Organization
Di cosa parla
- Organizational Structure & Challenges: Specialization is beneficial but creates demands for cooperation (addressing the Agency Problem of goal misalignment) and coordination (managing interdependencies). The core challenge is designing systems that enable specialization while aligning goals and facilitating integration.
- Organizational Archetypes:
- Mechanistic: Highly specialized, hierarchical, vertical communication, suited for stable markets and mass production.
- Organic: Dynamic, flexible, fewer hierarchy levels, relies on mutual adjustment, ideal for innovation in dynamic, tech-driven markets.
- Hierarchy Design: Dictates the flow and intensity of coordination. Strategic shifts often require structural changes to realign coordination priorities.
- Parent Company Value Creation (4 Influences):
- Stand-alone: Parent guides BUs independently, providing resources and setting financial targets based on portfolio strategy.
- Linkage: Promotes and enforces connections between BUs to share best practices and foster collaboration for synergies.
- Central Functions & Services: Centralizes specific functions (e.g., purchasing) to achieve economies of scale across the group.
- Corporate Development: Parent actively engages in decision-making and business development, utilizing its technical and industry-specific expertise.
- Control Systems (3 Types): Must be coherent with the value creation logic.
- Control on Results: Focuses on financial outcomes, effective in stable environments.
- Control on Behavior: Parent influences processes and strategies, judging manager actions, crucial for interdependent BUs or unstable markets.
- Control on Clans: Informal networks and shared culture align managers' behaviors, solving agency problems in settings like family businesses.
- Organizational Design Evolution: Companies typically evolve from simple to increasingly complex structures (functional, multidivisional, matrix, network) as they grow, indicating growing coordination and control complexities.

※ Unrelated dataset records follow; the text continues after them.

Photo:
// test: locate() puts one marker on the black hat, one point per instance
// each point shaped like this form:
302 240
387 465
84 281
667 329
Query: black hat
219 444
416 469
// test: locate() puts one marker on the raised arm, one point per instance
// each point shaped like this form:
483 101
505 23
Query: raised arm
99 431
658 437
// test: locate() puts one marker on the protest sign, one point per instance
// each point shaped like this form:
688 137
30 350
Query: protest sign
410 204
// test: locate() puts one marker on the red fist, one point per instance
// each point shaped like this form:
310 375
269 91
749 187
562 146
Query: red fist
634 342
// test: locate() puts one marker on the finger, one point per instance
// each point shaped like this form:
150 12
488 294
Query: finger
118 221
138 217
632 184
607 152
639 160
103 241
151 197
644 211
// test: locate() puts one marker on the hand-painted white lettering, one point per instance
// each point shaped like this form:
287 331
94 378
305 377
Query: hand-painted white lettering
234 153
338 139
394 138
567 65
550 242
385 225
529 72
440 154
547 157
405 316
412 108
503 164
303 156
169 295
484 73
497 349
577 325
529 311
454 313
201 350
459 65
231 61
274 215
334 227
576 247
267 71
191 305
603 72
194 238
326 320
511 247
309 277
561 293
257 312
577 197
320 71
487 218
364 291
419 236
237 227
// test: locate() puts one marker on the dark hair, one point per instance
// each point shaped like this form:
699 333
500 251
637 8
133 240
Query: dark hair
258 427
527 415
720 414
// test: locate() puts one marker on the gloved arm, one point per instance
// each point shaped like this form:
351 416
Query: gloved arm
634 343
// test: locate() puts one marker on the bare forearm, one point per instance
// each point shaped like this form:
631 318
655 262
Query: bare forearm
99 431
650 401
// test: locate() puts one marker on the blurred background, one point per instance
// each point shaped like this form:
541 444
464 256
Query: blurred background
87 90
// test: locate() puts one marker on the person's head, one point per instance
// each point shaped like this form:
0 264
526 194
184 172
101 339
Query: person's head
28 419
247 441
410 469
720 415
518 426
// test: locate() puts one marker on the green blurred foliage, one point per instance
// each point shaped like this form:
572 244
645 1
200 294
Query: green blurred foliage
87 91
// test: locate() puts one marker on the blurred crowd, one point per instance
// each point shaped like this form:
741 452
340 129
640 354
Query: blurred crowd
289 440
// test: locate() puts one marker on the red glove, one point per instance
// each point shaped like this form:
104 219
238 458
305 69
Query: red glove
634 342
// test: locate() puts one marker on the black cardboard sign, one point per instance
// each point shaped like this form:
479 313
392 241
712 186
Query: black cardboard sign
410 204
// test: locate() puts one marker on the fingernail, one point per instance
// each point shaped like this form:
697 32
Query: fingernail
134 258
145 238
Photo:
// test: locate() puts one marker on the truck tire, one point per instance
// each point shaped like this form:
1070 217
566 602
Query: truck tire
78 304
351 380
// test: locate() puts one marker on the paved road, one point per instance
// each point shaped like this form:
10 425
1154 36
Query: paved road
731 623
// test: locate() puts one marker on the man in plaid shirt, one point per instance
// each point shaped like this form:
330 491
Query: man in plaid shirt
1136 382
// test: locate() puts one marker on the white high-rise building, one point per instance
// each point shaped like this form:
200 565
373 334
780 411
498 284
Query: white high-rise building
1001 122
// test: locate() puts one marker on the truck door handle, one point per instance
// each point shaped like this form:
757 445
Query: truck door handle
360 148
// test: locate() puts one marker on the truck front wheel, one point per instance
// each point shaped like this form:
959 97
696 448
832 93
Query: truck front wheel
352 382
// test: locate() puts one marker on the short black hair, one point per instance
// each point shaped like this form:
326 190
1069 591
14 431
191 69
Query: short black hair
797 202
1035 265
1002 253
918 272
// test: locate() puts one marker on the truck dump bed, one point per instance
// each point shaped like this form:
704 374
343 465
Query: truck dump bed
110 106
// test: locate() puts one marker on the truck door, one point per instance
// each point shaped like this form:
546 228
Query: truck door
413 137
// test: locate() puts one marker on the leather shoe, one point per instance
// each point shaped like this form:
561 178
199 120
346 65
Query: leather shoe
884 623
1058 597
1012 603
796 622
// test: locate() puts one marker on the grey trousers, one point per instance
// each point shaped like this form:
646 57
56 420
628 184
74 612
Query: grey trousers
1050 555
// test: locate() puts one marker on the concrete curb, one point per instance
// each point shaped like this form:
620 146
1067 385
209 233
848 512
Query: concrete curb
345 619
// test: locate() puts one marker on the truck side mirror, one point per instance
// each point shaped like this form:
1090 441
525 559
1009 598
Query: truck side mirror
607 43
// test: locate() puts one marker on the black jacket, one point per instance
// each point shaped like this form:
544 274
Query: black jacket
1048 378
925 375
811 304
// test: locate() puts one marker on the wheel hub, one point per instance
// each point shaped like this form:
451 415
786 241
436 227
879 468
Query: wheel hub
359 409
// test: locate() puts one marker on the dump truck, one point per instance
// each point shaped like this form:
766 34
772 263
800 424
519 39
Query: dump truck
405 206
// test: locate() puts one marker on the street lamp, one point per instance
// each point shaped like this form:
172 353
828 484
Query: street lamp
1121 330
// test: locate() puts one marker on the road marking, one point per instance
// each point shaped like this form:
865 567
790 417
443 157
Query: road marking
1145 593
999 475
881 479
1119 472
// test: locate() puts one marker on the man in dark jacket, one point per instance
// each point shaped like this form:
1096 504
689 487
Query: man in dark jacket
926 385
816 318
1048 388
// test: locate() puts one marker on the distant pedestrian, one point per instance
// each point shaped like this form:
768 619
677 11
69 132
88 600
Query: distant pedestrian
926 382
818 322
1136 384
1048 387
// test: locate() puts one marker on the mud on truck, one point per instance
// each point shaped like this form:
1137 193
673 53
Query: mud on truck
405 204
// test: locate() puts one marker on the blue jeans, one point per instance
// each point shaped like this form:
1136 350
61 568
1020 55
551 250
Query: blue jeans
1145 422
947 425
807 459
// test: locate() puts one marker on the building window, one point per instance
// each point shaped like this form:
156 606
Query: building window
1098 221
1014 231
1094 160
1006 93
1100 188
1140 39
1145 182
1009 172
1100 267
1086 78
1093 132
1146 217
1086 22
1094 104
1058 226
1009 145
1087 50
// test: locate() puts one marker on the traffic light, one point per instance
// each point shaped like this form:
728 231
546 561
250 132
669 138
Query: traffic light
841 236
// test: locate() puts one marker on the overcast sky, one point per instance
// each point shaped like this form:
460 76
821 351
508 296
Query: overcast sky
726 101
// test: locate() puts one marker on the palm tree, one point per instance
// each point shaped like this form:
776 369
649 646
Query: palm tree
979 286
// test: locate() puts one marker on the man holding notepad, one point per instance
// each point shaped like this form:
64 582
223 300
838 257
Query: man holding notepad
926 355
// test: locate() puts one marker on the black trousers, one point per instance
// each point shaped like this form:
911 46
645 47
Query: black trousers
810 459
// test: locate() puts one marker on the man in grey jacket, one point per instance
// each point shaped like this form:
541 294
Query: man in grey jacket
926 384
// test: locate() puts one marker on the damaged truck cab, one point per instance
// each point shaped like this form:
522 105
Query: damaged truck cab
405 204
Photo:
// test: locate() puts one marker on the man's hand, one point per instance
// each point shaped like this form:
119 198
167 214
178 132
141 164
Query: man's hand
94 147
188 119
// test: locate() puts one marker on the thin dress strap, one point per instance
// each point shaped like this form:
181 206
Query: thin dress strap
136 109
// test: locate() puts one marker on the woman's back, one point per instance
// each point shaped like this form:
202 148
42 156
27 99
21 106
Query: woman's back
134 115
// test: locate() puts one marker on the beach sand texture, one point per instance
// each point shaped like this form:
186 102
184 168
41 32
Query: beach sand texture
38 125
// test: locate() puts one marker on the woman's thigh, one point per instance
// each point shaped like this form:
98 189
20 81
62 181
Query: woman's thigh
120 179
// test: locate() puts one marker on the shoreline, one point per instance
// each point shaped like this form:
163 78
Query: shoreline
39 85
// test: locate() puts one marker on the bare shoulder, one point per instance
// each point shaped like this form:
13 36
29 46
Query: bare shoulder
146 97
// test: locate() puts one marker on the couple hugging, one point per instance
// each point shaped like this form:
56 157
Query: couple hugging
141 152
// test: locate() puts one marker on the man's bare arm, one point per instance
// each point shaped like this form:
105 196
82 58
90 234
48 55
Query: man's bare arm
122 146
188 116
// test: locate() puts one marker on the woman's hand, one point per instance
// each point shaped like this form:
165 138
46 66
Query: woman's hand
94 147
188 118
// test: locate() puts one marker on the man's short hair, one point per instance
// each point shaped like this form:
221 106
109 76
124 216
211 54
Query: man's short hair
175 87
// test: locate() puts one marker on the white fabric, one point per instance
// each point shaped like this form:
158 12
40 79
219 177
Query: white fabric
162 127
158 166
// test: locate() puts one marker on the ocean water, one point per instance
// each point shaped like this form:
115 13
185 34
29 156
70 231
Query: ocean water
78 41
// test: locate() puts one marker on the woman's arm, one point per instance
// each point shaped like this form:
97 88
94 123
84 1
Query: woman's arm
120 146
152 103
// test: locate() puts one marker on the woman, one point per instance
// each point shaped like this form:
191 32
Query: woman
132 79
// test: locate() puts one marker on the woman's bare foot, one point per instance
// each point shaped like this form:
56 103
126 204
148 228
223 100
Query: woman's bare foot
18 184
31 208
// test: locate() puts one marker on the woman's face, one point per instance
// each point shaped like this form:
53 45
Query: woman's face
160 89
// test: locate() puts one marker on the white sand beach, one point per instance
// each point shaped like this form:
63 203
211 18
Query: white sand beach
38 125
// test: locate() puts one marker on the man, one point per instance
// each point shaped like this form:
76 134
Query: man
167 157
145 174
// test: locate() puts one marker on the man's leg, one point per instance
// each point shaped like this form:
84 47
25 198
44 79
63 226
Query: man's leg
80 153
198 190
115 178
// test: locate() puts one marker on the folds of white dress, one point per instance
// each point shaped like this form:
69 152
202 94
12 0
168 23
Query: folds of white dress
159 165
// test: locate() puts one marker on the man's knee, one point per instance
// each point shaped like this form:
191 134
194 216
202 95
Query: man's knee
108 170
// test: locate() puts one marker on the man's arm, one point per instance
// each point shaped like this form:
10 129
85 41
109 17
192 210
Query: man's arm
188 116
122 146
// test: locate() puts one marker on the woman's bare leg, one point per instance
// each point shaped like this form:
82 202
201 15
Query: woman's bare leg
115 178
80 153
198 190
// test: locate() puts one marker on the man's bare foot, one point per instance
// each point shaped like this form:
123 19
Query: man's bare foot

- International Strategies:
- Multi-domestic: Adapts products/strategies to distinct local consumer preferences; decentralized.
- Global: Standardizes products and centralizes strategy in the home office for economies of scale.
- Transnational: Aims to balance global efficiency with local responsiveness, using specialized centers and local hubs for development.
- Resource Transfer Mechanisms: Essential for leveraging resources and achieving synergies.
- Mandatory (Corporate Level): Manual of processes (BUs must adopt standard procedures).
- Promoted (Corporate Level): Crown Jewels (BUs naturally utilize highly valuable corporate resources) and Competence Centers (BUs seek expert advice from corporate).
- Mandatory (Business Unit Level): Best Practices Transfer (corporate mandates adoption of proven practices).
- Promoted (Business Unit Level): Best Practice Informal Sharing (encourages knowledge exchange, e.g., through job rotation).
- Coordination Levels: Span from highly formalized (e.g., centralized decision-making, defined behaviors) to less formal (e.g., responsibility allocation, internal consultancy, information flow, task forces, and informal networks) to ensure coherent activities across business units.